Does Arizona’s Sun Corridor a Megapolitan Make?
Arizona’s Sun Corridor is considered an economic extension of Southern California when it comes to setting up logistics businesses. Five hours from the Los Angeles metro industrial areas, logistic businesses find total operating costs are as much as 25% less in the Sun Corridor than in California.
It’s one of 20 megapolitan areas evolving across the U.S.—and this one has a lot of muscle when it comes to moving goods from Pacific ports into the heartland.
The fact comes in a new report from CBRE comparing east and west coast ports. With no ocean frontage, it’s a challenge seeing the Sun Corridor megapolitan area as a port. But the area from Tucson to Phoenix is positioned to capture Asian-based shipments.
Megapolitan areas are clusters of metropolitan statistical areas (MSA) that have grown together over the years.

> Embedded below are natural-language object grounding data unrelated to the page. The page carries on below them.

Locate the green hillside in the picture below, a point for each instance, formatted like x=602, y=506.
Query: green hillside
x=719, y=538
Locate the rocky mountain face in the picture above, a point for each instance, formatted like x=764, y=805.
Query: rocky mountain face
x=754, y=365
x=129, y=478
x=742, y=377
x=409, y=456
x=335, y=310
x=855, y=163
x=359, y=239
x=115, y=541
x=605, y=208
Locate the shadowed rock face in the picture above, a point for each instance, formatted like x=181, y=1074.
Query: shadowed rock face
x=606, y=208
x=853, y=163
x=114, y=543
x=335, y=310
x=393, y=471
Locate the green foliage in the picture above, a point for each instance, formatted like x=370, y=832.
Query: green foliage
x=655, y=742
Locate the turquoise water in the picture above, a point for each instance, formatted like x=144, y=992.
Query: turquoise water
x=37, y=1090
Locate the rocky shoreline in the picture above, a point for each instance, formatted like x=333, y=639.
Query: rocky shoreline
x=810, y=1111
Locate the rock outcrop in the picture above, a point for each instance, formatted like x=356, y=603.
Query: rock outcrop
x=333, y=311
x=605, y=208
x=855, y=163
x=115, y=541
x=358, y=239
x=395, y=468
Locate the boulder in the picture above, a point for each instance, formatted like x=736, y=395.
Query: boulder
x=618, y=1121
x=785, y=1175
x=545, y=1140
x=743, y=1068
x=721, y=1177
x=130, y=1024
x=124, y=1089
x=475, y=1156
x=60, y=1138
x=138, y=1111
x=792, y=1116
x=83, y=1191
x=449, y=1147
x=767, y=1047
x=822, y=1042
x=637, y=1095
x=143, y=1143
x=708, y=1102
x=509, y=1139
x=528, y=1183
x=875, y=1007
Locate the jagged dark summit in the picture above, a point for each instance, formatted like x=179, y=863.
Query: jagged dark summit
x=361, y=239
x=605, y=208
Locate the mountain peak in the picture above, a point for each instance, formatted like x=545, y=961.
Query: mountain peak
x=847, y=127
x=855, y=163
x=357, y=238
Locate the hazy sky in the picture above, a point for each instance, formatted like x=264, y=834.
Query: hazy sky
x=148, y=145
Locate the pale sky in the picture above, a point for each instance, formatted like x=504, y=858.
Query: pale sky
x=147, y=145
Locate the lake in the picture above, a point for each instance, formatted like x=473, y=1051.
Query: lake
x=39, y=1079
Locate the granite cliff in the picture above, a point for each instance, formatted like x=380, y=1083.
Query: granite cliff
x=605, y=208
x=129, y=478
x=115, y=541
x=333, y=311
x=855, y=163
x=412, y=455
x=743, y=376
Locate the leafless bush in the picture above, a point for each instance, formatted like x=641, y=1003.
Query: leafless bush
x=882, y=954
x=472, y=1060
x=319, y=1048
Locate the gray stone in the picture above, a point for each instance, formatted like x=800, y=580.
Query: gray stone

The Sun Corridor, which is the only megapolitan area in the Intermountain West, encompasses Arizona from Prescott to Nogales, taking in Yavapai, Maricopa, Pinal, Pima and Santa Cruz counties.
The business-friendly environment and lower real estate costs speed the process from “sold” sign to ribbon cutting. Permitting in the megapolitan area typically takes less than 90 days, compared with six months to more than a year in California. Phoenix offers 24-hour permitting for properly zoned sites.
“Distribution and fulfillment users need a real estate footprint that allows them to move freight through the U.S. transportation network as fast as economically feasible,” said Scott Marshall, Executive Managing Director, Industrial Services, Americas, CBRE. “Future location decisions will largely be driven based on population growth (and) ports with the infrastructure and transportation links.”
Arizona sits on the connecting point between the new deep-water Mexican port under construction in Guaymas, Sonora, and North America’s largest cargo port in Long Beach, California. Because of a clogged transportation network in the Los Angeles area, it’s faster for companies to move the cargo from Long Beach to Arizona and then distribute it throughout the West, Mountain and Midwest regions of the U.S.
This is one reason Arizona has foreign trade zones—allowing cargo to move more rapidly from port to distribution centers.
The development of the Loop 202 South Mountain Freeway, Interstate 11 and the CanaMex highway are all long-range components of building the Sun Corridor’s logistic strengths.